Killamu is a second-generation kuduro beatmaker. He was too young to be part of the first wave, in the early to mid-1990s. But by the time kuduro started to truly dominate Luanda’s musseques in the early 2000s, with groups like Os Lambas and Puto Prata, Killamu’s beats were playing throughout the city 24/7. Over the following decade, he continued to be one of the most sought after kuduro producers. Still, when I met him in 2009, he was unsatisfied with how little he saw in return for kuduro’s success, both in Angola and abroad:
When we spoke, the idea was that I could help him develop an international career and give him an alternative to the limited sources of income he could hope for in Angola. Well, things didn’t really turn out that way. Although I do hope my efforts to promote his music globally have given him some kind of clout in Angola, the real improvement for Killamu has come from Angola’s growing recognition of kuduro, which gave him more respect and—more to the point—more business.
And I find myself just as addicted to kuduro as ever. Sometimes fellow DJs tell me it doesn’t matter where music is made anymore, but in the case of kuduro, I couldn’t disagree more. Even within Luanda, geography matters. If you didn’t learn how to make beats in Luanda’s ghettos, or if you don’t have some kind of direct lineage to such beatmakers, then you may be making good music, but it certainly isn’t kuduro, as defined by Fruity Loops masters from Rangel. (I don’t mean to tell aspiring producers from around the world not to make kuduro. Go for it. It doesn’t need to sound like it’s from Luanda to be good. And if you really want that sound, well, it’s possible—check out DJ Marfox, who does it extremely well without ever setting foot in Angola.)
Killamu’s song above, “Africano,” is a very simple batida, but it sums up my musical preference: the beat might be considered repetitive by some, or the production value not that high. I suppose so. But for me perfection lies in Killamu’s ability to make a computer sound bouncy.
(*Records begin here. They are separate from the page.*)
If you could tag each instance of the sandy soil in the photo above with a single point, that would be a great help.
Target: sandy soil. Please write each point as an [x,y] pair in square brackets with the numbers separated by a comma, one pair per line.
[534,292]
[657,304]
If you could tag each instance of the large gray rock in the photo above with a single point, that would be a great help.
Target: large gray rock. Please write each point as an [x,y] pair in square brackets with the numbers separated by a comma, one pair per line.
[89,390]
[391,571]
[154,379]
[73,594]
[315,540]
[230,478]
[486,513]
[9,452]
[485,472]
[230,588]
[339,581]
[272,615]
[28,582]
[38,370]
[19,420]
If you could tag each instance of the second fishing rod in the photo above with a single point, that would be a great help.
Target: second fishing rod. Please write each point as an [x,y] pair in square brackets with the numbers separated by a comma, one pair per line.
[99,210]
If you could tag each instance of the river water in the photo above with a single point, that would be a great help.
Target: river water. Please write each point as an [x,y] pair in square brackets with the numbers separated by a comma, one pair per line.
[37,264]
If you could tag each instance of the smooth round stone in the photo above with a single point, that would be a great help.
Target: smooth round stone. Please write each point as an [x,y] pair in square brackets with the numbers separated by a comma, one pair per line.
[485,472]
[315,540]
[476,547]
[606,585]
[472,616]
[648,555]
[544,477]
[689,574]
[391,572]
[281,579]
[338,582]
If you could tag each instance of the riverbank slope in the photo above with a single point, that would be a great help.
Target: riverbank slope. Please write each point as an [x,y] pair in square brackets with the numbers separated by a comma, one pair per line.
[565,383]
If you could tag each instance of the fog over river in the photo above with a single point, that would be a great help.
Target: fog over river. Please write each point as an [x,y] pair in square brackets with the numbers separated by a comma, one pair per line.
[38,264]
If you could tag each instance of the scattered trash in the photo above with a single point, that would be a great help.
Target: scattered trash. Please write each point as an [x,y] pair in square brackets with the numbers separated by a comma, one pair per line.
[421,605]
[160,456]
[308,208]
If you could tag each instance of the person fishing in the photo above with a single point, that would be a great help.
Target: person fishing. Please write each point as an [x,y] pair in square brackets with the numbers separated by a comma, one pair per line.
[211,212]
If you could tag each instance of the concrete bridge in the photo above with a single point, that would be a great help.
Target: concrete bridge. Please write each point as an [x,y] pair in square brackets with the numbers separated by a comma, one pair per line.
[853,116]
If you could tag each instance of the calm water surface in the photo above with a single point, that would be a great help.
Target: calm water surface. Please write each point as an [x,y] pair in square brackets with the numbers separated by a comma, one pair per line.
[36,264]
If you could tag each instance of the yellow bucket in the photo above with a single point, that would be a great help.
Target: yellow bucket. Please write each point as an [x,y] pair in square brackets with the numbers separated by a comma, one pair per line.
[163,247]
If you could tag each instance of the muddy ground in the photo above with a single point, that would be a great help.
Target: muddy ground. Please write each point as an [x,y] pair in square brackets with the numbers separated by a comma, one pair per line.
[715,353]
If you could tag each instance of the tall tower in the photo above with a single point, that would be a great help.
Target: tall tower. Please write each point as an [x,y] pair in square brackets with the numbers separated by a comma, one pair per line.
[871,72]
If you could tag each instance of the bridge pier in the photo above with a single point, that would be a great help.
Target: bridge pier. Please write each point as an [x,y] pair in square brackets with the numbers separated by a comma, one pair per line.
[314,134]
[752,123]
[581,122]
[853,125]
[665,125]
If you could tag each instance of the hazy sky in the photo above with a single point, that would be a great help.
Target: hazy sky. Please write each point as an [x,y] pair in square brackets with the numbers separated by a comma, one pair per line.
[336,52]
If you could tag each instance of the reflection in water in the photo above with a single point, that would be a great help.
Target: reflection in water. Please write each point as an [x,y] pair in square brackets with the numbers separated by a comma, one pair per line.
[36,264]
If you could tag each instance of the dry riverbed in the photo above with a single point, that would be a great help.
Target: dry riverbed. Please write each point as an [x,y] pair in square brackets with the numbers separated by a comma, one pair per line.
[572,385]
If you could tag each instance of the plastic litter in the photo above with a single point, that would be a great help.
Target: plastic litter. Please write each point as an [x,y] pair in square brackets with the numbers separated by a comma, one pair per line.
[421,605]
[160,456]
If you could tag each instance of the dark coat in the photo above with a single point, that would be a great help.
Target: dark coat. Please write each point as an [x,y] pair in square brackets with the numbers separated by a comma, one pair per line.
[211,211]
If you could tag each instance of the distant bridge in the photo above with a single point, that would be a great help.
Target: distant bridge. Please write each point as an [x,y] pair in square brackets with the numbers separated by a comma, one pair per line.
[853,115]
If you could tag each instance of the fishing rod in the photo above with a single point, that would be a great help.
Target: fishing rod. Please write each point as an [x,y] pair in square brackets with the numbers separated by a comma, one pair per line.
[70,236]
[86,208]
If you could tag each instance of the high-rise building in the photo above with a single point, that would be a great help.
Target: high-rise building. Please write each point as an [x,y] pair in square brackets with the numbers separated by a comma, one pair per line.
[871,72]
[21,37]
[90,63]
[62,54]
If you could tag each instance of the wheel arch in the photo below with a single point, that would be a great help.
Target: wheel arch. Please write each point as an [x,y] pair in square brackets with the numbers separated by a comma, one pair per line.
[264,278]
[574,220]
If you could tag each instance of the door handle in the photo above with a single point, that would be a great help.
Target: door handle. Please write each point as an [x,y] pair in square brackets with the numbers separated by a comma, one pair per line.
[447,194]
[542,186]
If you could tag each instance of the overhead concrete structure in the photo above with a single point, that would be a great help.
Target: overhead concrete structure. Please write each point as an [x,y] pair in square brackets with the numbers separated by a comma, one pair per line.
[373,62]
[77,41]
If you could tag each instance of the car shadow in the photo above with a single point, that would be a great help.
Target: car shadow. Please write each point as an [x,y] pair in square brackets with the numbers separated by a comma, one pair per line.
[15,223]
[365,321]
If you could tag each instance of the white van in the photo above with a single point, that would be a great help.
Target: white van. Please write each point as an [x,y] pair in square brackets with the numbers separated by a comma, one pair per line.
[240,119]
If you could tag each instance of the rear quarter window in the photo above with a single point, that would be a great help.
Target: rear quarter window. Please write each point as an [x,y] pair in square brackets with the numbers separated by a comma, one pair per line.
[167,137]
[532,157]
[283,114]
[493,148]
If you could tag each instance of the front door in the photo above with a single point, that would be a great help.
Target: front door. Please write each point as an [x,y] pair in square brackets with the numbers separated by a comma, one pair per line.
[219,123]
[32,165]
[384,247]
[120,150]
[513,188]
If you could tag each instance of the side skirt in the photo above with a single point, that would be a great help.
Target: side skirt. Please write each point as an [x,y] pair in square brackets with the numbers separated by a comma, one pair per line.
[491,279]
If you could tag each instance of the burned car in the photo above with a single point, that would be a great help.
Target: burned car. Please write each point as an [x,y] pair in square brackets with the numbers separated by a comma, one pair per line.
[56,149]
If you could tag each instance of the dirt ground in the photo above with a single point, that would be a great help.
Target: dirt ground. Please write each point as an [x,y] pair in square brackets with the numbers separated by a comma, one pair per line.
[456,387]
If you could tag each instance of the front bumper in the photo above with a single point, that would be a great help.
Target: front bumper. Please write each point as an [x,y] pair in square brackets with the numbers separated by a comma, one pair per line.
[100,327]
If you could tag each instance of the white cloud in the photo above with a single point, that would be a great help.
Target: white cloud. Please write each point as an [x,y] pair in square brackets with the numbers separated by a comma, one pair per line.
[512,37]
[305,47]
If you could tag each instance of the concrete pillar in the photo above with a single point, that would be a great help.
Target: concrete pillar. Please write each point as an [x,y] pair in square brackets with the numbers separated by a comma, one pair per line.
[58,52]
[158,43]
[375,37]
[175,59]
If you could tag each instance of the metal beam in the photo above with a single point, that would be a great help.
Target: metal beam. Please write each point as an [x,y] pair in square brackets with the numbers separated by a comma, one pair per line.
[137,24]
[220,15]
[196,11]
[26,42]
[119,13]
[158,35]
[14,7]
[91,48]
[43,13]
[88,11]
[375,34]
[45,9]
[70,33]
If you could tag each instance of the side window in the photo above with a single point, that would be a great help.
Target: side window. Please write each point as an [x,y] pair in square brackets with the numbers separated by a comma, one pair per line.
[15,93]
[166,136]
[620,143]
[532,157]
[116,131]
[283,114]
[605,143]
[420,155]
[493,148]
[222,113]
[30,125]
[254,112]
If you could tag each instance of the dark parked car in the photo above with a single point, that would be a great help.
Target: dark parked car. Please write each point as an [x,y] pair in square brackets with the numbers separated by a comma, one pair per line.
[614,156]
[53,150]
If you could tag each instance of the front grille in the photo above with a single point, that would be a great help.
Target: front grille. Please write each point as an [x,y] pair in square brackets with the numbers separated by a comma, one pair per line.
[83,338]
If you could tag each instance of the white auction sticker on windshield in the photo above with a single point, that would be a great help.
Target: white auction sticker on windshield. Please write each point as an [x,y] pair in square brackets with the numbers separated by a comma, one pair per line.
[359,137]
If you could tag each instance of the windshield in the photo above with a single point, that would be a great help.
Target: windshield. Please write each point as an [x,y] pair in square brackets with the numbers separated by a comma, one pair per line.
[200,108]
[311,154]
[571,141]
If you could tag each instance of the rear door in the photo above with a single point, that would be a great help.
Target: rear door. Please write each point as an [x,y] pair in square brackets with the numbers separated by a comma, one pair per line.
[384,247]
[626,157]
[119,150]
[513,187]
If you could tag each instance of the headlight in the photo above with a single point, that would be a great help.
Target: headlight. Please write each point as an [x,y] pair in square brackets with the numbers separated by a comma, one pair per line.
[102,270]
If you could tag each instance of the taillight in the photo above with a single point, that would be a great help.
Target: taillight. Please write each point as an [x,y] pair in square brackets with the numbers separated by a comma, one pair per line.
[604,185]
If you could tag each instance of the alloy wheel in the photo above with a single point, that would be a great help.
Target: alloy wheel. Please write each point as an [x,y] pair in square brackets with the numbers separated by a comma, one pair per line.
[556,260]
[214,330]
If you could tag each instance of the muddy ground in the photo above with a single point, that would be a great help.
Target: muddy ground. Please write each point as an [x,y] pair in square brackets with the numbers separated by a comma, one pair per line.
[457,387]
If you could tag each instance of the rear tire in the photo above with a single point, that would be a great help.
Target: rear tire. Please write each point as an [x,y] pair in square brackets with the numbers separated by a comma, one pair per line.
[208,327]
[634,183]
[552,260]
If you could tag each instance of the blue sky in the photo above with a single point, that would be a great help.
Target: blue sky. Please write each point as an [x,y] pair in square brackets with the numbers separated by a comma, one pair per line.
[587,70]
I grew up on hip-hop, MPCs, Premier, Pete Rock. Those guys didn’t make complex beats, they just perfected the art of the loop and made machines sound good. This is an art I feel is neglected all too often. Most successful dance music producers I can think of have a lot of talent—as sound engineers. When it comes to creativity in their beats, though, when it comes to the essence of what makes people dance, I feel they are mostly missing the point. They are too focused on sound design, and that’s why I always turn my head back to places like Luanda, where the art of making people dance is more spontaneous and, consequently, infinitely superior.